The company is registered in Delaware and I reside and have performed all of the consulting services in New York. I would like to work for a similar business in the near future.
HERE ARE SOME PERTINENT CLAUSES OF THE CONTRACT
Nature of Relationship. The business relationship between the Consultant and the Company shall be that of independent contractor and not employer-employee or principal-agent. Neither party shall have the authority to legally bind the other in contract, debt or otherwise.
Competition. The Consultant represents that it is not currently engaged in creating or operating a secondary securities marketplace that includes the buying or selling of previously-issued restricted and/or unlisted securities and that it is not currently providing products or services to any entity that is creating
or operating such a securities marketplace, and agrees that it will not create or operate such a marketplace or provide products or services to such a marketplace during the term of this agreement and for a period of one(1) year thereafter without the prior written consent of the Company.
Termination.
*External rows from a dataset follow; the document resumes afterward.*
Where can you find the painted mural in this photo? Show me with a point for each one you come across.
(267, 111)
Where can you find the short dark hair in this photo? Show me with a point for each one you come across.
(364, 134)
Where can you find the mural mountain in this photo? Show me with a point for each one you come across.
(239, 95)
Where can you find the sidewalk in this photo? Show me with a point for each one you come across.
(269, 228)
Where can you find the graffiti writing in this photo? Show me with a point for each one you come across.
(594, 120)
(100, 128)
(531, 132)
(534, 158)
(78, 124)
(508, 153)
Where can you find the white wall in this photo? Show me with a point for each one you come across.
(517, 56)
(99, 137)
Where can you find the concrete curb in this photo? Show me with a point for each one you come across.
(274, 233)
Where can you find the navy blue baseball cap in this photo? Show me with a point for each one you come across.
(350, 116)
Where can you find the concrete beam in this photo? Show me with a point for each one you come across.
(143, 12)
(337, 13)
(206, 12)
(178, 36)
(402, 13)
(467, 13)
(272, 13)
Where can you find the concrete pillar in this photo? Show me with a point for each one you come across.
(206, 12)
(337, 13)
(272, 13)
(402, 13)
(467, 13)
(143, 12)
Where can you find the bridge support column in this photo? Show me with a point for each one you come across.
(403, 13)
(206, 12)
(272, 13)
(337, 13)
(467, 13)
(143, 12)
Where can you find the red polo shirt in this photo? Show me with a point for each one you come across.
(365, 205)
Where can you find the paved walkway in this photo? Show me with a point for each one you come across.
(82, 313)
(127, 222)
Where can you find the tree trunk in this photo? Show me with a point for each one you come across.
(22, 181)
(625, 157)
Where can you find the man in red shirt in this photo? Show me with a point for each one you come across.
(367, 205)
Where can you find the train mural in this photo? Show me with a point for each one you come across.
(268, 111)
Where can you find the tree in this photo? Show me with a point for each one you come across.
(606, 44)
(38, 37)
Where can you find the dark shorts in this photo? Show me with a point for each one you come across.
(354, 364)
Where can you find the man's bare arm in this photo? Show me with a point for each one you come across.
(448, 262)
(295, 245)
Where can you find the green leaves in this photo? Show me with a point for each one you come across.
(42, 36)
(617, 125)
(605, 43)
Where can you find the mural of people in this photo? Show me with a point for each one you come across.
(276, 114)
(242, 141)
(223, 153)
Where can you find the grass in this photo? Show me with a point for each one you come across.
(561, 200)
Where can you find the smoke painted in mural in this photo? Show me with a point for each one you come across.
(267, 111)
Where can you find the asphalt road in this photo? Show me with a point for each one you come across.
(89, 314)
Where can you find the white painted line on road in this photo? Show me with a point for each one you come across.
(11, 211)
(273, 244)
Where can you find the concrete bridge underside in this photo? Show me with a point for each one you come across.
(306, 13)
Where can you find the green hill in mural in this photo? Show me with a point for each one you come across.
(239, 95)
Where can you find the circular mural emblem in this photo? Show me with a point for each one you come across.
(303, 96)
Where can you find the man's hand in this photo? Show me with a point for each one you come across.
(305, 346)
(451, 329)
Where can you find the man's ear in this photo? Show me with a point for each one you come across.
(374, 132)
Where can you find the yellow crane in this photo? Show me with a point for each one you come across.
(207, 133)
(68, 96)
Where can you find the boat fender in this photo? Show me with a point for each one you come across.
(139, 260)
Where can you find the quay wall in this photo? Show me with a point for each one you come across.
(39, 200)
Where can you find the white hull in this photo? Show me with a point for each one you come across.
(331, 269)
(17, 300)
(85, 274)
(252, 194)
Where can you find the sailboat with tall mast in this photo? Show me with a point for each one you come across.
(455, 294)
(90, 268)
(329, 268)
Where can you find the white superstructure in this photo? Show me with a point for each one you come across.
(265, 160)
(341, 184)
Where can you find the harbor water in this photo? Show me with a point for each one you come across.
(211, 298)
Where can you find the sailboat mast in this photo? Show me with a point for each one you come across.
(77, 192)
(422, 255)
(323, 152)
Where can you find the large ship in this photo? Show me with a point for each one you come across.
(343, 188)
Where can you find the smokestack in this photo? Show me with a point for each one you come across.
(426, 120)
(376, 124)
The consulting services provided by this Agreement can be terminated by Company or Consultant without stated cause at any time on delivery of written notice. compensation due pursuant to Exhibit A of this Agreement will be prorated to the date of termination and timely paid, along with
incurred expenses to date of termination.
The Company and the Consultant agree that this Agreement is made pursuant to and will be governed under the internal laws of the State of California. Both parties agree to accept service of process to appear in any legal proceeding pertaining to this Agreement and all such proceedings shall be exclusively initiated and conducted in the County of San Diego, State of California.
If any provision in this Agreement is held by a court of competent jurisdiction to be invalid, void, or unenforceable, the remaining provisions will nevertheless continue in full force without being impaired or invalidated in any way.
Any controversy or claim arising out of or relating to this Agreement or the breach thereof, shall be resolved by binding arbitration, in accordance with the rules and regulations of the American Arbitration Association as such rules may be amended. The parties agree that they will abide by and perform any
award rendered in any such arbitration and that any court having jurisdiction may issue a final judgment based upon any such award. If either party retains counsel to enforce its rights against the other party, then the prevailing party in any ensuing action shall be entitled, in addition to any damages, to the award of costs and reasonable attorney’s fees.
(g) The Parties agree that in the event of a breach or threatened breach by the other, including its employees, subcontractors, consultants or agents, of the provisions of this Agreement, there may be no adequate remedy available in money or damages and, accordingly, each will be entitled to injunctive and other equitable relief for such breach in addition to and not in limitation of any other legal or equitable remedies to which it would otherwise be entitled.